That said, HtDP's focus is very different from SICP, and I would not sequence
one before the other. HtDP focuses on a methodology for writing robust
maintainable software. It emphasizes specifications and testing and functional
procedures.

SICP is focused on computer science and emphasizes much higher levels of
abstraction - e.g. the *nix signal processing model, logic programming,
constraint programming, stack machines and dealing with concurrency. It is
more directly an introduction to Computer Science [despite Ableson's
questioning the utility of the term 'computer science'] whereas HtDP is more
of an introduction to the practice of programming.

Philosophically, SICP is ok with the idea of placing the student in over their
head, e.g. the digital logic simulator and various mathematical examples treat
digital logic and mathematics and banking as domain knowledge that the
programmer might not have, but does not need in order to create sound
abstractions.

[And Kickzales's course on Coursera was I awesome, I took the first version
last summer.]

------
JackMorgan
For anyone interested, Paul Snyder and I are running a SICP study group going
on right now. We also have online and in person meetings in Philadelphia and
King of Prussia. We are currently doing one minor section every month, which
averages out to roughly one homework question every 3 days.

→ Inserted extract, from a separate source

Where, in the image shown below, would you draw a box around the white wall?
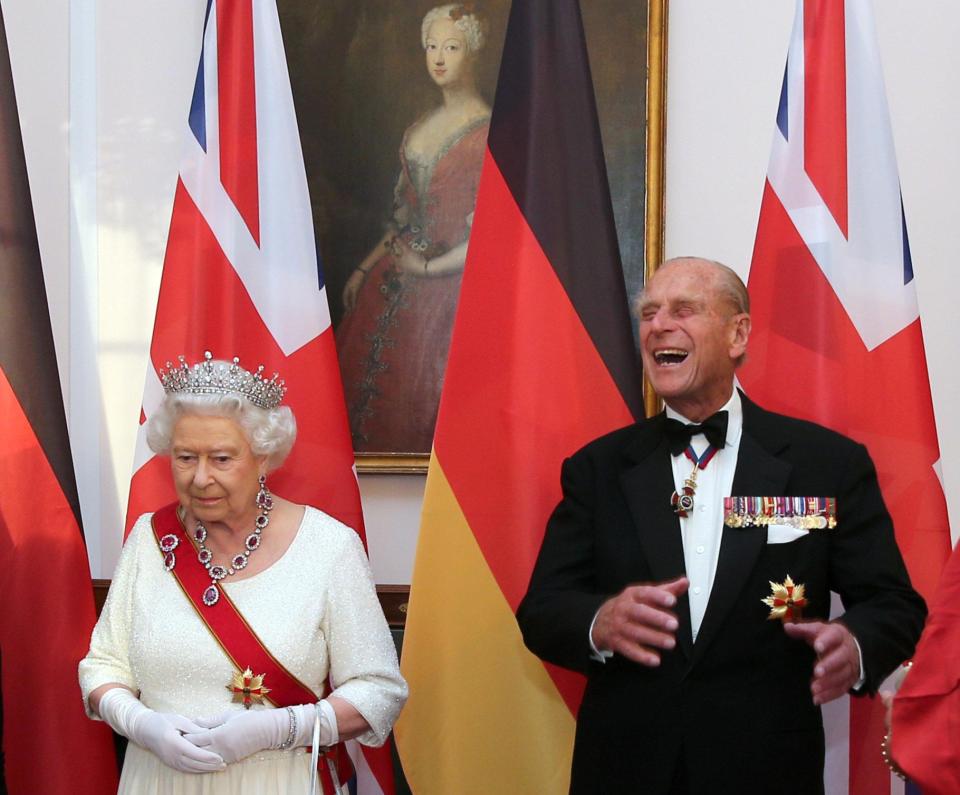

For anyone interested we will help you get setup and started, no prior
programming needed.

We are running section 1.3 this month, so there is not much to catch up! Also,
anyone who wants to work it their own pace is welcome too!

[http://www.meetup.com/Clojadelphia/events/172933722/](http://www.meetup.com/Clojadelphia/events/172933722/)

Paul hasn't put up the info for the 1.3 online session yet, join the
Clojadelphia group to get updates when he does.

------
ludicast
When I first read the title/url I got excited. I remember on the thoughbot
podcast, Ben Orenstein spoke about going to Cape Cod with some people to go
through SICP in a nice but isolated setting. I thought something like that was
being organized on a larger scale...

Still a very good article, with great arguments for why the book is a must-
read. Great links too. I would also include something easy like Realm of
Racket (or Land of Lisp) as a good first-date before shacking up with SICP.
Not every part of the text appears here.